I think that my Home Assistant is still connecting to Github (also because a core update yesterday worked flawless).

Can anyone help me to find the cause that the OS updates are not working anymore?

If more info is necessary, please ask.
Any advice would be appreciated.

With kind regards,
Danny

p.s. some more info about my setup;

  • Board; Raspberry Pi 5
  • Core; 2024.8.3
  • Supervisor: 2024.08.0
  • Operating system; 12.3
  • Frontend: 20240809.0
  • Storage; 2% used (separate SSD)
  • Wired connection to network, using DHCP

I’m on a RPi4, but exactly same behaviour. It is not DNS and not disk space related. Nothing helped so far.
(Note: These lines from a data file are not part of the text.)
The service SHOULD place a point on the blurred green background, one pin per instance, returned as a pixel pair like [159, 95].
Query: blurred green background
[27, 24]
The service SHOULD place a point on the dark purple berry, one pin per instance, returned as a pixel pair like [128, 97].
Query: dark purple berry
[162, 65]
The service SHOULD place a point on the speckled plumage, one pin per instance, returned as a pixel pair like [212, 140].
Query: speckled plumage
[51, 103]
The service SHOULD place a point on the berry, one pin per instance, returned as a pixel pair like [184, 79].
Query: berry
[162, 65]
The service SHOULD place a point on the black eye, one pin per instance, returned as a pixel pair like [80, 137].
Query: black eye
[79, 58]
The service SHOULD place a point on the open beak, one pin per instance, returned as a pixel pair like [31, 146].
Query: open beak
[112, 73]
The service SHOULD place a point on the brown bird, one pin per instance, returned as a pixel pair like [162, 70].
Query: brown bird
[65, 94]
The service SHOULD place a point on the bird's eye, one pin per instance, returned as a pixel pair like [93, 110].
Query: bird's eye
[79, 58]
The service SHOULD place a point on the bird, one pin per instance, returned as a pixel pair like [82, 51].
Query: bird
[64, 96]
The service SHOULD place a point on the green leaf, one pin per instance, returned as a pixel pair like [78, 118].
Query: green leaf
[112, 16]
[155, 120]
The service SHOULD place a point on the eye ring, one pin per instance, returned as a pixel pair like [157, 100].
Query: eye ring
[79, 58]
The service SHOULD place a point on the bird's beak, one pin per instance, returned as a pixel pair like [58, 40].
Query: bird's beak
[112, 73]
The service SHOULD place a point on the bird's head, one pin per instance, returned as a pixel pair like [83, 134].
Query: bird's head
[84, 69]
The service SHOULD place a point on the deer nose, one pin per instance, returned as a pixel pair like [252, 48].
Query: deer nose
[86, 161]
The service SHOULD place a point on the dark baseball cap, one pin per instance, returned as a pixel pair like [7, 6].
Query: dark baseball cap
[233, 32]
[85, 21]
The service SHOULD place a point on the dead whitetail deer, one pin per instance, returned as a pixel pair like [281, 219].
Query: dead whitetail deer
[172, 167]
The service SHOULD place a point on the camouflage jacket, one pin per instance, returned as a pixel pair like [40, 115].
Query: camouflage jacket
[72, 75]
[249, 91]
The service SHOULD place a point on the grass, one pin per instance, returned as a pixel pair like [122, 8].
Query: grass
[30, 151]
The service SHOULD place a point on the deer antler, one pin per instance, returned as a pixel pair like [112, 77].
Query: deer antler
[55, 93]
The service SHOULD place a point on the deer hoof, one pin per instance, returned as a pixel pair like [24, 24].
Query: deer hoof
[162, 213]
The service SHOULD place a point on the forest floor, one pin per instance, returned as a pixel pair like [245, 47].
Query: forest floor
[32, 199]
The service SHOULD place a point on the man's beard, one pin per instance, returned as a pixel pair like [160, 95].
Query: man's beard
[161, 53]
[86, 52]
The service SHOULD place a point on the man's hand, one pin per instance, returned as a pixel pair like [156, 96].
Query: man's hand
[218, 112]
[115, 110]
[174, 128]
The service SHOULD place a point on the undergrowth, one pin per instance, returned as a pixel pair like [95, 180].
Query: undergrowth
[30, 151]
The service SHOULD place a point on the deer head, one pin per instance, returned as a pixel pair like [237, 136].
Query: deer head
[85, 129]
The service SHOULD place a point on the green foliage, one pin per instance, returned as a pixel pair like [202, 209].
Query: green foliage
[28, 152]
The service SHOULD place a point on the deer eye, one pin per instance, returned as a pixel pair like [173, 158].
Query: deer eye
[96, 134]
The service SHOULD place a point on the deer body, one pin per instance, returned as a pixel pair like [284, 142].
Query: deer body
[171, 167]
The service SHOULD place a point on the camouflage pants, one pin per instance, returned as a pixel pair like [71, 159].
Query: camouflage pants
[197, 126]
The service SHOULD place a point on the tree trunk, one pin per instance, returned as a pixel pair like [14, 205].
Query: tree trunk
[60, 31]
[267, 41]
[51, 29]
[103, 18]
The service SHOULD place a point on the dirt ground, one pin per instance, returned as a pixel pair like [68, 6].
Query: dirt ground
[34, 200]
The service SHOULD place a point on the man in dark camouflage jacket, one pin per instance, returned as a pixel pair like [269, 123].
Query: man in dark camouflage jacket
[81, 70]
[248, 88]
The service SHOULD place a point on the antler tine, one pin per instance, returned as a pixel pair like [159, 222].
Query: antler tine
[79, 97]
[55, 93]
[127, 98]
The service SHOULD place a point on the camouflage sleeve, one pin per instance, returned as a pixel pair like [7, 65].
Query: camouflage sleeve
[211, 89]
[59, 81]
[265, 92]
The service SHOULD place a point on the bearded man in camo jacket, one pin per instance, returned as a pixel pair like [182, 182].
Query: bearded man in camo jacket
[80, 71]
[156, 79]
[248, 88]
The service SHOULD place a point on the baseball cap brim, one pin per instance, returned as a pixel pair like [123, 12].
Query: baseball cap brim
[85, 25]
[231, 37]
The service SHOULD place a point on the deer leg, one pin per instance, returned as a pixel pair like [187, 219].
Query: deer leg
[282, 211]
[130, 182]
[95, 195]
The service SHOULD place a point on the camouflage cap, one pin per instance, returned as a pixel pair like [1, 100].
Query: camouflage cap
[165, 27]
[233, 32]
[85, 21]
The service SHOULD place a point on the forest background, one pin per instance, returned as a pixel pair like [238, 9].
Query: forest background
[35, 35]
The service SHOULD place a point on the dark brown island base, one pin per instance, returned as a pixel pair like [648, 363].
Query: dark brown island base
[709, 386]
What about the gchr.io address?

It seems there’s some DNS or connectivity problem for the Supervisor container only. Could you try attaching to the Supervisor container using docker exec -ti hassio_supervisor bash (either directly on the host/VM after typing login or through the Advanced SSH terminal; standard SSH/web terminal won’t work) and check what fails there? I will start with dig A github.com and ping dns and/or ping 172.30.32.3 (as DNS should be resolved through the CoreDNS plugin).